For example passing a char* str to a function that takes a void *ptr
I realize that in order to pass this I need to pass as:
fnc(&str)
and once inside the fnc(void *ptr) function I need to dereference to use it
fnc(void *ptr){
*(char **)ptr = other string
}
I learned this by trial and error but never understood really why this happens
What does the * outside mean? How about the 2 * inside (char __)?
Edit:
for example a callback function passed str1 as "&str" and str2 as "an address to an array whose first element is a char*"

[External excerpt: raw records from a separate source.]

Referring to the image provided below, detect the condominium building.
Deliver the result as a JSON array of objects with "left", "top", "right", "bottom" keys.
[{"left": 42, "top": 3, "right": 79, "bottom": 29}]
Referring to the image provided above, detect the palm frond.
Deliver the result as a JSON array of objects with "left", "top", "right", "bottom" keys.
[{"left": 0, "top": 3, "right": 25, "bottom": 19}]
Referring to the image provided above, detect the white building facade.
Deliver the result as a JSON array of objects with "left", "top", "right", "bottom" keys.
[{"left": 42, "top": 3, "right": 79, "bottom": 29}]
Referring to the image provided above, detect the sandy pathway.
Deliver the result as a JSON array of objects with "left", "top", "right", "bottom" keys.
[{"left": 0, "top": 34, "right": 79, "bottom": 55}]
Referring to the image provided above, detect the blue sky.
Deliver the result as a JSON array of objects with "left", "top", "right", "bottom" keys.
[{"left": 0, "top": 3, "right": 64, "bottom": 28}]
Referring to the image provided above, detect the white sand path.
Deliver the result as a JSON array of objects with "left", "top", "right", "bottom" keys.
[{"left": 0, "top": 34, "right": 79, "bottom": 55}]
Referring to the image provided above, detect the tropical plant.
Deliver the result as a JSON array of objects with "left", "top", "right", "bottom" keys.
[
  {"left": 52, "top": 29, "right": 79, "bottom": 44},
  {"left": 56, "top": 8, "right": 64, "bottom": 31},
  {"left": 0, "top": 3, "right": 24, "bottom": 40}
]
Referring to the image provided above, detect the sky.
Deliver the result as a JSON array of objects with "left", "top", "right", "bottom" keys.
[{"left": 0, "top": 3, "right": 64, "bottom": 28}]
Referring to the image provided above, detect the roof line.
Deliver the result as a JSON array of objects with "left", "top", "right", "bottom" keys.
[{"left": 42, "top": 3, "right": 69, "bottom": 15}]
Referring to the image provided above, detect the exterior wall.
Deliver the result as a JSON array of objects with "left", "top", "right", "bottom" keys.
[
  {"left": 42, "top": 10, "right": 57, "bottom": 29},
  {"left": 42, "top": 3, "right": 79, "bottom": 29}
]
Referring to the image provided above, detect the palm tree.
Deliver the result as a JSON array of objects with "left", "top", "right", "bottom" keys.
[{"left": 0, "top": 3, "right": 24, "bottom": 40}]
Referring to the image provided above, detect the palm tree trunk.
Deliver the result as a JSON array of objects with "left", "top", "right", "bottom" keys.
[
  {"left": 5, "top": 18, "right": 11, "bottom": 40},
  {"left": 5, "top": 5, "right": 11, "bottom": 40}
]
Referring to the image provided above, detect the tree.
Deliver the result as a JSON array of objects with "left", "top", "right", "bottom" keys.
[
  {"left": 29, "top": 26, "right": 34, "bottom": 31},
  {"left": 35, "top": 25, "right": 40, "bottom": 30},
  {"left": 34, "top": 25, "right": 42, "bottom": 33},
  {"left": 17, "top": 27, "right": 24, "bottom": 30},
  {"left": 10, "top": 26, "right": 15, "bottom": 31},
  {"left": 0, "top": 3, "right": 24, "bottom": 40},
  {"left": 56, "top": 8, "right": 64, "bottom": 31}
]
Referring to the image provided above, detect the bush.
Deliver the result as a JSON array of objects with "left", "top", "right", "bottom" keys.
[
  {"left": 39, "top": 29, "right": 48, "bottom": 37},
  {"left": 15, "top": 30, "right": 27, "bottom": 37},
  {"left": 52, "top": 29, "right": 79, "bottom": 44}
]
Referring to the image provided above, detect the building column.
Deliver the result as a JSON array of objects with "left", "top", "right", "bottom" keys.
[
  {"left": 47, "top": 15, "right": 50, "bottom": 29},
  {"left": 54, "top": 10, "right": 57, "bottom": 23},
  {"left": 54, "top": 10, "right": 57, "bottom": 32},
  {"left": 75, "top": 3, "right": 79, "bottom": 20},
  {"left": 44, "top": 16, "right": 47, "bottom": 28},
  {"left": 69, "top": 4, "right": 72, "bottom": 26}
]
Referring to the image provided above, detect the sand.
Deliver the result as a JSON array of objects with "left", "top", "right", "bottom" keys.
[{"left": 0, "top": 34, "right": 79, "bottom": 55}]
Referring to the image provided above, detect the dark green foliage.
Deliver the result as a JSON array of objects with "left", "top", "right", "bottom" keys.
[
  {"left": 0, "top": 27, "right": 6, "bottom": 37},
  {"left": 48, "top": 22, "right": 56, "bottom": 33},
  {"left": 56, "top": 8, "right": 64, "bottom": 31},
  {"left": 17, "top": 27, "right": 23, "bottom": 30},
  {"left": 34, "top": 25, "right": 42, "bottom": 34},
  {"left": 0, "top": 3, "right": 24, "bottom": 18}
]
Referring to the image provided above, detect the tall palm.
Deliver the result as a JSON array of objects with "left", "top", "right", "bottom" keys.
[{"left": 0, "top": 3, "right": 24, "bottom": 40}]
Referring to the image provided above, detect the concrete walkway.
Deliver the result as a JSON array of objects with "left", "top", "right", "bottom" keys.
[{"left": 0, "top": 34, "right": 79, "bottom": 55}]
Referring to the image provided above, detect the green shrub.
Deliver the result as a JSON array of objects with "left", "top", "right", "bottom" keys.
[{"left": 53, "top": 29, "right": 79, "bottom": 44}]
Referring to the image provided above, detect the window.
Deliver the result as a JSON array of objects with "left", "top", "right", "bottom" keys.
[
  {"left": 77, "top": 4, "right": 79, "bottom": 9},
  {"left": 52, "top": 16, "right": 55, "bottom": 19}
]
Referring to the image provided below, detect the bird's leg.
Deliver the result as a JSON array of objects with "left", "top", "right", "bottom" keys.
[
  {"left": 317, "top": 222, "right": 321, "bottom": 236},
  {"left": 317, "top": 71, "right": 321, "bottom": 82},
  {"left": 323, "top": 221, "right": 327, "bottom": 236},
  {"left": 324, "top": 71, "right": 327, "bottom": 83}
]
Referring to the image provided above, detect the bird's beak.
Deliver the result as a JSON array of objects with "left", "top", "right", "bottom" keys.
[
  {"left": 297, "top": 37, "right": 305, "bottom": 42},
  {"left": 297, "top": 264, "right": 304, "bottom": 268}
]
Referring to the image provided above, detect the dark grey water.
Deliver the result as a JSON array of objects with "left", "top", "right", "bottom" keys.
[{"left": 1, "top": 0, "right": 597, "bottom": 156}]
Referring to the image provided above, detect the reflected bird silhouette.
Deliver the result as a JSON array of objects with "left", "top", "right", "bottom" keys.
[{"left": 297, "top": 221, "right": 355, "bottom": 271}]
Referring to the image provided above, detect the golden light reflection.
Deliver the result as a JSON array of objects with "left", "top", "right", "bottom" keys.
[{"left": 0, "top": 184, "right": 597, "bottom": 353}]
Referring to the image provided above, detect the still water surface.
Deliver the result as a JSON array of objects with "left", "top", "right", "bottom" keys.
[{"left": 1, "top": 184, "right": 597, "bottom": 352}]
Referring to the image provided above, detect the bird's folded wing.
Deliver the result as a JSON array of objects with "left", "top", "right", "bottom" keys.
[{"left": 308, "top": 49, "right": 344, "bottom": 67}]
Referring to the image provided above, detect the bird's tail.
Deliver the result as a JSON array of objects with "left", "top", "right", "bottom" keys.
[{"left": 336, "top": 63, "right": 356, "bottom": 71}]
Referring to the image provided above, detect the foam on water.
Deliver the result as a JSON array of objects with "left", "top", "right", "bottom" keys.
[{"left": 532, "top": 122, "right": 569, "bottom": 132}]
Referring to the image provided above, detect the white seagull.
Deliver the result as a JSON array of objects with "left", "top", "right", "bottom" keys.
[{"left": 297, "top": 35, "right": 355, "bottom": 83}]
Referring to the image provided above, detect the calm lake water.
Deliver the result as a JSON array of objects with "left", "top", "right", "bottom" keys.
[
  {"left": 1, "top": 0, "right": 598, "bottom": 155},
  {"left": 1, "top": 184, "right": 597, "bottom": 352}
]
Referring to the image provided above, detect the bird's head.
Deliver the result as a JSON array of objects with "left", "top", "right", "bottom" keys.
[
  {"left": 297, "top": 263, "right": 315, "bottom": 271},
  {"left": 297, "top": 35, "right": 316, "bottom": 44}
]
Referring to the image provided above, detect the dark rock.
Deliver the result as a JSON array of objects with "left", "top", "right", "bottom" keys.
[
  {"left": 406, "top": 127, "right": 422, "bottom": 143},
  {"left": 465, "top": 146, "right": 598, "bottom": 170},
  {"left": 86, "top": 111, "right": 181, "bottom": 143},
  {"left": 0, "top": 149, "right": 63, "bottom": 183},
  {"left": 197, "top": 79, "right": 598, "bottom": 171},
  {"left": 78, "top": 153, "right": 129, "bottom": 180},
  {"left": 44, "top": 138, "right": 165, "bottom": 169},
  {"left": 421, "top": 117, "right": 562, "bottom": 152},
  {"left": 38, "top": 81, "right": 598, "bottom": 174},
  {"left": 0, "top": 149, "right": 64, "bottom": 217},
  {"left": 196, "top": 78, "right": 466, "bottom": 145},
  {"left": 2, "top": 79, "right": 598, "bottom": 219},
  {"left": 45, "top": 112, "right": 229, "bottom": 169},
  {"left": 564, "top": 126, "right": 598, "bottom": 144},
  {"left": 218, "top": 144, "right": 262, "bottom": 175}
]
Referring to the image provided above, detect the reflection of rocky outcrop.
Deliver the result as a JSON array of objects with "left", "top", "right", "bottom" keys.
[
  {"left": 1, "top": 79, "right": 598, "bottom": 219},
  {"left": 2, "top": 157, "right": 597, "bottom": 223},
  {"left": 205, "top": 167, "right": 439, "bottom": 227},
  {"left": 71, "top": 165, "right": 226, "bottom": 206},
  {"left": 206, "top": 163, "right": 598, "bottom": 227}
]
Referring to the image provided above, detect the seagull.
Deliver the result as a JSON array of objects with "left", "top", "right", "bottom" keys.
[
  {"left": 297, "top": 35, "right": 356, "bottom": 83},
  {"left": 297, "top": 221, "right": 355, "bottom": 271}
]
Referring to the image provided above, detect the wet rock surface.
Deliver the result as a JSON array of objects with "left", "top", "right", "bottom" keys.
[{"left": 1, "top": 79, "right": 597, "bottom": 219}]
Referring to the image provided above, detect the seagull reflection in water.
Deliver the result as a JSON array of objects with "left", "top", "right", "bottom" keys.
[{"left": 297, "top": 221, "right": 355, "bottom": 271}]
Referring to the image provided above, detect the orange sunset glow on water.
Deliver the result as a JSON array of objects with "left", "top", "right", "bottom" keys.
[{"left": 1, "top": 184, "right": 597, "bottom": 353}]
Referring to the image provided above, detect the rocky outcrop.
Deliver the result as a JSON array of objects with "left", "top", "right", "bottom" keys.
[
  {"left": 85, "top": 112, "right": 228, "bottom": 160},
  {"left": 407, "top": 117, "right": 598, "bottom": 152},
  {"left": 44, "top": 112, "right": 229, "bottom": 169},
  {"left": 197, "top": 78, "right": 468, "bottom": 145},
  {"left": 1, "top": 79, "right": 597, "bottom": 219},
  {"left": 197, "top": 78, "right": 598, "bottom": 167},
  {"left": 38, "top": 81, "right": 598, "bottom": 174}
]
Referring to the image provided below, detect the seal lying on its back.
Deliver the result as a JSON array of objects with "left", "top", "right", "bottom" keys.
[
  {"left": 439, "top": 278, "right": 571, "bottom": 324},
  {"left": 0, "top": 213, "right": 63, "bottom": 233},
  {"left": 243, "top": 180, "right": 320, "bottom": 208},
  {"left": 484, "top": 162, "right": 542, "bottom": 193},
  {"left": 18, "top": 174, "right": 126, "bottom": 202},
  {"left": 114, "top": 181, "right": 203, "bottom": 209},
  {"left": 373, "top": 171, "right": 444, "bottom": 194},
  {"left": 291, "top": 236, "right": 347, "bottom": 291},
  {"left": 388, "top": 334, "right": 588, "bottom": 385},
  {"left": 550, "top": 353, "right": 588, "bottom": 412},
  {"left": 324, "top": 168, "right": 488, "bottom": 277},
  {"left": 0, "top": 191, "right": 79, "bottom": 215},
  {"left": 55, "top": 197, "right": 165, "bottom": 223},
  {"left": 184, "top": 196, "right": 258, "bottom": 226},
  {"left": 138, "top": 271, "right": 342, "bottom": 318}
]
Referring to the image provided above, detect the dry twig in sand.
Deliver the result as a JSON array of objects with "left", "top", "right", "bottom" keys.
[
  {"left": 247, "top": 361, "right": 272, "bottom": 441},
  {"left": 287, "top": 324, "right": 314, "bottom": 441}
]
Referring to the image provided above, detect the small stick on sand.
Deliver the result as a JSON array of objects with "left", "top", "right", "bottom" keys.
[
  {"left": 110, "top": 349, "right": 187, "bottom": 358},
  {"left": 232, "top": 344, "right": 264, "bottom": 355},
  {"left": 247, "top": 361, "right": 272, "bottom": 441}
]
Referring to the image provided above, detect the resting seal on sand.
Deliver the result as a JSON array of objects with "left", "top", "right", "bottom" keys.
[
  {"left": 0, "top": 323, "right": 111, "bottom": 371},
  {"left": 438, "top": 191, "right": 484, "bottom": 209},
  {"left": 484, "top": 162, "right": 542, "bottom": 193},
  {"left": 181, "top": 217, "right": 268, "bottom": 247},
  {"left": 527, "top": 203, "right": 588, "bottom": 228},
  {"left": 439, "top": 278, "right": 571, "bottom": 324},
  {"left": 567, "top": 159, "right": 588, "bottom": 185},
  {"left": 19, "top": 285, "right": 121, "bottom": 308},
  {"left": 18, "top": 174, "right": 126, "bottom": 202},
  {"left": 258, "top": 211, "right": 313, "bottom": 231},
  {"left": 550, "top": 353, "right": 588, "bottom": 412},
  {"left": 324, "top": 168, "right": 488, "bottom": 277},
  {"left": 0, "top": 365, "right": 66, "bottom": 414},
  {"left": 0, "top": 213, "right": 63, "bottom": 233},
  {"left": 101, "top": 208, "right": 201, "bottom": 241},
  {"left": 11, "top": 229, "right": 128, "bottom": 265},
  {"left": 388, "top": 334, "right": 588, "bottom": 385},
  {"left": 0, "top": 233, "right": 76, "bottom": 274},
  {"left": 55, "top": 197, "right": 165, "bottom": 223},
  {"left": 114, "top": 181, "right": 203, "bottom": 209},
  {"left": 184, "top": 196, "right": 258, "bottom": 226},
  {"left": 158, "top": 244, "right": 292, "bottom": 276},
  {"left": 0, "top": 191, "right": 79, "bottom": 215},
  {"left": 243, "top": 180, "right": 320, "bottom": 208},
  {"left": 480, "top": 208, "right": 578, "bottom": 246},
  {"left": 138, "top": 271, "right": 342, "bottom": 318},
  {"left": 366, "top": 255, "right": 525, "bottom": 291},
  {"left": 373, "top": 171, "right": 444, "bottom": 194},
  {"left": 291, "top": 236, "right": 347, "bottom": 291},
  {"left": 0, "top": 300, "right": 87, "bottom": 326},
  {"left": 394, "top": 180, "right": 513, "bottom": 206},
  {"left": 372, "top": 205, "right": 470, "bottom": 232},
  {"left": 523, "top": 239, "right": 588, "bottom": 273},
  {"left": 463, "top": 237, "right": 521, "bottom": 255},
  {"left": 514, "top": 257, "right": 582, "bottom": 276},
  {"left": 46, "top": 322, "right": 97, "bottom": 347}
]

lfind(&str, arr, ...., cmp);
which goes into
int cmp_str_ptr(const void *str1, const void *str2){
return strcmp(*(char **)str1, *(char **)str2);
}
What I'm really wondering though is what the * mean on each level of indirection. *(char *)str1 vs *(char **)str1 vs *(char)str1 if the last one is valid and even combinations with *(char *)&str1.
What does a * outside the parenthesis mean versus one inside. Regardless of the functions used I want to know what these mean.
Final Edit:
Thanks to Mike for helping me solve this, I now realize that the real problem was in typecast and not necessarily in pointers in general. I have read K&R's the c programming language but I didn't understand until now.
In summary what I was asking is why strcmp needed *(char **)str1 as a value and after Mike's answer I see that it is casted as a pointer to a char*, so it needs to be dereferenced so as to follow strcmp(char *s1, char *s2) reqs.
The reason why lfind passed the first argument as &str is still somewhat unknown to me besides creating similarity on the callback function (two dereferences to a char ** rather than one cast and one dereference). I assumed this from Jonathan's answer where he mentions it is not necessary to use a *(char **)ptr inside the function.
Thanks again for everyone's help. And sorry for the relatively dumb question.